Il se glorifie d'être resté fidèle à leurs idées, comme il resté fidèle au parti libéral, aujourd'hui si bien dirigé dans l'arène provinciale par l'honorable Lomer Gouin.

M. Mackenzie propose l'ajournement du débat. M. Jobin se lève pour répondre à l'accusation de nationalisme lancée contre lui par M. Langlois, mais l'Orateur lui dit qu'il n'est pas dans l'ordre et le député de Saint-Roch reprend son siège."
1908.05.14
Héroux, Omer. "53 sur 7761", L'action sociale, 14 mai 1908, p. 4.

"Le gros argument de M. Langlois au cours du débat sur l'uniformité des livres était que, dans la ville de Montréal, par suite des fréquents déménagements, les élèves, changeant de maîtres, devaient aussi changer de livres et qu'il en résultait pour les parents pauvres des dépenses considérables.

On lui répondait que ce cas particulier, même si le grief était fondé, ne pouvait légitimer une mesure d'ordre général, contraire au progrès pédagogique, aux droits des parents et à la liberté.

On ajoutait que la loi actuelle permet d'établir l'uniformité dans les limites d'une même municipalité scolaire et que le cas de Montréal relevait donc uniquement de la commission scolaire de Montréal.
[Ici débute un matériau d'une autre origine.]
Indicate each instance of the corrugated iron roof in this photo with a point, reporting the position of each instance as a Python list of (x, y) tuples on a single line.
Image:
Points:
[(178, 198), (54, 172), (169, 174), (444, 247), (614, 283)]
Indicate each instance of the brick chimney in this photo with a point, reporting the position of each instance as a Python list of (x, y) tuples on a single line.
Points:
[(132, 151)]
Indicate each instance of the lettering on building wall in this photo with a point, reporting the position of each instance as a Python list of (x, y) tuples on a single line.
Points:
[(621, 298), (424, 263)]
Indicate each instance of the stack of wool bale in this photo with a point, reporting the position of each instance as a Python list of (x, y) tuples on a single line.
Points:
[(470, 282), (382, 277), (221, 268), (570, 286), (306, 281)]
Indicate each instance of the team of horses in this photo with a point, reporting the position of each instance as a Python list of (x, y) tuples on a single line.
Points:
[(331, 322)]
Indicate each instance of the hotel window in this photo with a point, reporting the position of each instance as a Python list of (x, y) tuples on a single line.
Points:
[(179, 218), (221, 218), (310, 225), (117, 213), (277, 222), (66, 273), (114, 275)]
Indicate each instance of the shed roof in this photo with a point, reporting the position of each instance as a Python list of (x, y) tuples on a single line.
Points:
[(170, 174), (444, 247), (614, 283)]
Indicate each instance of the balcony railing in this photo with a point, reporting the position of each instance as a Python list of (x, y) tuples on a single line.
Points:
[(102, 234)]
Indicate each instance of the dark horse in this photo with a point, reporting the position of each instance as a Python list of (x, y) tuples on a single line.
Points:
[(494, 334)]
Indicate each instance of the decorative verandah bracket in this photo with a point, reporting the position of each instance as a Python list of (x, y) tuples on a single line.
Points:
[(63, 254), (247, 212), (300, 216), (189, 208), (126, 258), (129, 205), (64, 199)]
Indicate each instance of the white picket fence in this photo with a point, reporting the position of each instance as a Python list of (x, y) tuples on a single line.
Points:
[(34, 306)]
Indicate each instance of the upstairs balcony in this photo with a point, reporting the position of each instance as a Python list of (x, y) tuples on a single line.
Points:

Ceux qui avaient étudié la question d'un peu plus près et qui savent avec quelle désinvolture M. Langlois traite souvent la vérité, faisaient observer que les inconvénients n'étaient probablement pas aussi graves que le disait ce monsieur et que la très grande majorité des enfants faisaient toutes leurs études dans des écoles du même type, et donc avec les mêmes séries de livres.

Mais les chiffres manquaient, sur lesquels asseoir une affirmation positive.

Nous les avons aujourd'hui et ils sont topiques.

Les Frères des Ecoles chrétiennes possédaient à Montréal, en 1906, onze écoles fréquentées par plus de 7,500 élèves, exactement 7,761. Sur ce total, 53, vous avez bien lu, 53 venaient d'autres écoles et risquaient par conséquent d'avoir à se procurer de nouveaux manuels.

Est-ce sur une pareille statistique que l'on veut appuyer une manoeuvre qui tendrait à bouleverser tout notre régime scolaire?

Dans l'école Sainte-Brigide, fréquentée par 991 élèves, le chiffre de ce que l'on pourrait appeler "les nouveaux" a été de 28. C'est le plus élevé de la série. A Saint-Henri, avec 1,062 élèves, l'on compte 8 nouveaux, au Sacré-Coeur, 7 sur 944, à Saint-Jacques, à Sainte-Cunégonde, à Saint- Gabriel, 8 sur chacun de ces totaux: 692, 855 et 547, à Saint-Laurent, 1 sur 506 et, dans les écoles de Saint- Patrice, Sainte-Anne, Saint-Joseph et Maisonneuve, qui comptent respectivement 420, 546, 658 et 540 élèves, zéro.

Cette statistique se passe de commentaire, et l'on voit à quoi se résument les faits, dès qu'on les serre d'un peu près.

Ajoutons que, de ces 53 enfants, la plupart étaient fort jeunes et n'avaient que peu de livres, et que les Frères n'ont pas le droit d'employer à leur bénéfice un sou du profit réalisé sur la vente des fournitures classiques. Tout ce profit retourne aux élèves sous forme de récompenses.

MORALE: Il ne faut accepter les affirmations de M. Langlois que sous bénéfice d'inventaire. On risque parfois de se heurter à une exagération évidente comme dans le cas actuel ou, ce qui pis est, à une fausseté manifeste comme dans l'affaire de la petite histoire du Canada des Maristes.

Le malheur, c'est qu'il ne se trouve pas toujours quelqu'un, comme le fit ce soir-là M. Tellier, pour lui mettre les doigts dans son ... ignorance." (p. 4).